= Intentional harassment, alarm or distress =

Statutory offence in England and Wales

Intentional harassment, alarm or distress is a statutory offence in England and Wales. It is an aggravated form of the offence of harassment, alarm or distress under section 5 of the Public Order Act 1986.

==The offence==

The offence is created by section 4A of the Public Order Act 1986, which was inserted by section 154 of the Criminal Justice and Public Order Act 1994:

(1) A person is guilty of an offence if, with intent to cause a person harassment, alarm or distress, he:
(a) uses threatening, abusive or insulting words or behaviour, or disorderly behaviour, or
(b) displays any writing, sign or other visible representation which is threatening, abusive or insulting
thereby causing that or another person harassment, alarm or distress.
(2) An offence under this section may be committed in a public or a private place, except that no offence is committed where the words or behaviour are used, or the writing, sign or other visible representation is displayed, by a person inside a dwelling and the person who is harassed, alarmed or distressed is also inside that or another dwelling.
(3) It is a defence for the accused to prove:
(a) that he was inside a dwelling and had no reason to believe that the words or behaviour used, or the writing, sign or other visible representation displayed, would be heard or seen by a person outside that or any other dwelling, or
(b) that his conduct was reasonable.

==Mode of trial and sentence==

This is a summary offence.
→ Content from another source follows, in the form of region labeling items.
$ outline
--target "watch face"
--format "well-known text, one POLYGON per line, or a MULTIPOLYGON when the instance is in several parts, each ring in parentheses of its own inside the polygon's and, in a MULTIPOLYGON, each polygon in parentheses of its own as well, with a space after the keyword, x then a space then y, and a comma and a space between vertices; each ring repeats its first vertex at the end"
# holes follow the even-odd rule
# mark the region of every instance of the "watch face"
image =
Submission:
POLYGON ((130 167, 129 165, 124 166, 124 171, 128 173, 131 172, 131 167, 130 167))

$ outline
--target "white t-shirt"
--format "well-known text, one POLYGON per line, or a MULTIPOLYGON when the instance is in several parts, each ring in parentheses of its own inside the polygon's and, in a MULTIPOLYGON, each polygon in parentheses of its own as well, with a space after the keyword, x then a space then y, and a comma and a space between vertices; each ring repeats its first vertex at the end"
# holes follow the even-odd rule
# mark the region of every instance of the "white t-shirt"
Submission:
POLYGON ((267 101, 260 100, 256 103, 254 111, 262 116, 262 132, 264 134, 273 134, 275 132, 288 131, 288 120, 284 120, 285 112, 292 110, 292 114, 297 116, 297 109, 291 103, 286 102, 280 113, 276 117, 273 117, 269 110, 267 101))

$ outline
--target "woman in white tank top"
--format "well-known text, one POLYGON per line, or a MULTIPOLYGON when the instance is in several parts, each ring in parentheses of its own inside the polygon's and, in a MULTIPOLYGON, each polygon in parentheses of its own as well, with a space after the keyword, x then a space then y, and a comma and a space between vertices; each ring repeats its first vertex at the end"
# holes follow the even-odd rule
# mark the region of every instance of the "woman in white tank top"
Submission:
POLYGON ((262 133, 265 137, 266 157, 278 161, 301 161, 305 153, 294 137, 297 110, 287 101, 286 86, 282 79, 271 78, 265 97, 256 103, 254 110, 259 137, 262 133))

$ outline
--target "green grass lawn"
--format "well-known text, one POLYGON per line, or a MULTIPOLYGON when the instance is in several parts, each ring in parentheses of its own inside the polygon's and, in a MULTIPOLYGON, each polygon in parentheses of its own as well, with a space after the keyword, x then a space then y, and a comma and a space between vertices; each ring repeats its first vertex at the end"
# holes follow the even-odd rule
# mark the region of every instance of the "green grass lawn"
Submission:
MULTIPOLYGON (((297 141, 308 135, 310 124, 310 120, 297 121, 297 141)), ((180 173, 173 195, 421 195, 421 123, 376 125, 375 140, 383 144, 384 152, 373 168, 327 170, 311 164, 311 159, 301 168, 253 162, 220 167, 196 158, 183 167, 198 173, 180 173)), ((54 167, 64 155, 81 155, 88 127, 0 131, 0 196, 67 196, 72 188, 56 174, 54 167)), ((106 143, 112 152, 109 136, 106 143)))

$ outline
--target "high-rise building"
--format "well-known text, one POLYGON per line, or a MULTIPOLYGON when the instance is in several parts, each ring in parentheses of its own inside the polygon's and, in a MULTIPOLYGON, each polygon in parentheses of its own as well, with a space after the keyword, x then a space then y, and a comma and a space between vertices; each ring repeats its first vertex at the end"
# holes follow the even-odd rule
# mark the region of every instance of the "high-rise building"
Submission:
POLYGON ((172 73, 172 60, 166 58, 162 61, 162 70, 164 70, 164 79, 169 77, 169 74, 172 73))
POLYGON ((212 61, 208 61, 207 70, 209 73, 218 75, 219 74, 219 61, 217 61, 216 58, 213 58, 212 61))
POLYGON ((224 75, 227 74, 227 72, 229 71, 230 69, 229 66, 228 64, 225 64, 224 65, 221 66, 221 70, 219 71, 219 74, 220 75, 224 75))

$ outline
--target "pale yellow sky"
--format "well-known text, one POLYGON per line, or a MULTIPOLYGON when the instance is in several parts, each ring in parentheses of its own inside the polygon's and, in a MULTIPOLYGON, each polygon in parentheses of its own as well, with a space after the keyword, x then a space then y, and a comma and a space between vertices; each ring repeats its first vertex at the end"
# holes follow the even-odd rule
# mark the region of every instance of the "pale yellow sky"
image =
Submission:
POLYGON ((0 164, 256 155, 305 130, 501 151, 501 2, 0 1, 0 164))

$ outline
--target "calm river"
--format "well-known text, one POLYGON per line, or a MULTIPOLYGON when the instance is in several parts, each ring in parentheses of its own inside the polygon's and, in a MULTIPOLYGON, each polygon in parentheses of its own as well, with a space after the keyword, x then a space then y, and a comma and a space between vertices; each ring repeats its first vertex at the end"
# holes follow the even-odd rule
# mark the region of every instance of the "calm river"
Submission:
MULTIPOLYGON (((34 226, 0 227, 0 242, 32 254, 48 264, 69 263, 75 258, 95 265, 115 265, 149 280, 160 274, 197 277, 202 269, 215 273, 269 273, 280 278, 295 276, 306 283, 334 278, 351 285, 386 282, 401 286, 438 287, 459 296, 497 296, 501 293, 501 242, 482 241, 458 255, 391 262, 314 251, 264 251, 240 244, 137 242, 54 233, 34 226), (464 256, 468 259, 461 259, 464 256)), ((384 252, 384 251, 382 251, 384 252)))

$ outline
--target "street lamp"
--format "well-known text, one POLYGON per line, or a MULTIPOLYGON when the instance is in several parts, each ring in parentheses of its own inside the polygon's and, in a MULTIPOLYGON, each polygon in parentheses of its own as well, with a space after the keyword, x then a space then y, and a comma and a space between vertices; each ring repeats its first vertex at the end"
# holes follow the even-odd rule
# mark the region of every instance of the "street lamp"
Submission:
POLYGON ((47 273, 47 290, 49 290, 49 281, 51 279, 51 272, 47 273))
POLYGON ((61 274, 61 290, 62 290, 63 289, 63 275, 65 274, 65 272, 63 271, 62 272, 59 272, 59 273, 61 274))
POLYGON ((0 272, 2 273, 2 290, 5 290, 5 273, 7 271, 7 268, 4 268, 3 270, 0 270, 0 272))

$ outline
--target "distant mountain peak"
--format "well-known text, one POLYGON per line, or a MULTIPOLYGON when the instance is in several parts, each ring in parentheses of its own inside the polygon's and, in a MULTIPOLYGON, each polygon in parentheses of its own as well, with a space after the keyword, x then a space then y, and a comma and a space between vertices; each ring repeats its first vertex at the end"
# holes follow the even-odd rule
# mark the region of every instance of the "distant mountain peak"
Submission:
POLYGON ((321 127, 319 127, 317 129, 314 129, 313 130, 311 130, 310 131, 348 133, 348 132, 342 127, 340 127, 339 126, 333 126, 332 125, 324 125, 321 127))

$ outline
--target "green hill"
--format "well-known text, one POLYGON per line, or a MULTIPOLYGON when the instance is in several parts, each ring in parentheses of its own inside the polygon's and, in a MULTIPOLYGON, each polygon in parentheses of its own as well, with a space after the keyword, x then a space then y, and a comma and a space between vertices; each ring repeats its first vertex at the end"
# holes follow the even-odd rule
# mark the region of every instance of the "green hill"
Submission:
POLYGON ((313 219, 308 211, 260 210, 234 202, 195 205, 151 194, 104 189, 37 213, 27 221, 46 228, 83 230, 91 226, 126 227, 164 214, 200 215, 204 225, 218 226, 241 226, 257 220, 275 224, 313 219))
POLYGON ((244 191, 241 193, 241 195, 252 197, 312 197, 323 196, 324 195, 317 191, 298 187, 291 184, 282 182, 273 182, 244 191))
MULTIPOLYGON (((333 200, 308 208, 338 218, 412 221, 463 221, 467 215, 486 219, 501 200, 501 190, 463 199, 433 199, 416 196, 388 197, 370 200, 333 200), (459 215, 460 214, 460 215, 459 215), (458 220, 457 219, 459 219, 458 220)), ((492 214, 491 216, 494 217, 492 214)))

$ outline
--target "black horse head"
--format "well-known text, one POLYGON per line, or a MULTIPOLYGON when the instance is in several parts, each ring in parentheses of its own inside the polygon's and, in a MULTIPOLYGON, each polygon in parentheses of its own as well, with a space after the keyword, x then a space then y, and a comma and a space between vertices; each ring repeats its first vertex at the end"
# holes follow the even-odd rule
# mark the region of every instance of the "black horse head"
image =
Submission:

It is punishable with imprisonment for a term not exceeding six months, or a fine not exceeding level 5 on the standard scale, or both.

==Arrest==
Section 4A(4) of the 1986 Act formerly provided that a constable (or designated person) could arrest without warrant anyone he reasonably suspected was committing this offence. This was repealed by section 174 of, and Part 2 of Schedule 17 to, the Serious Organised Crime and Police Act 2005.

==Racially or religiously aggravated offence==

Section 31(1)(b) of the Crime and Disorder Act 1998 (c.37) creates the distinct offence of racially or religiously aggravated intentional harassment, alarm or distress.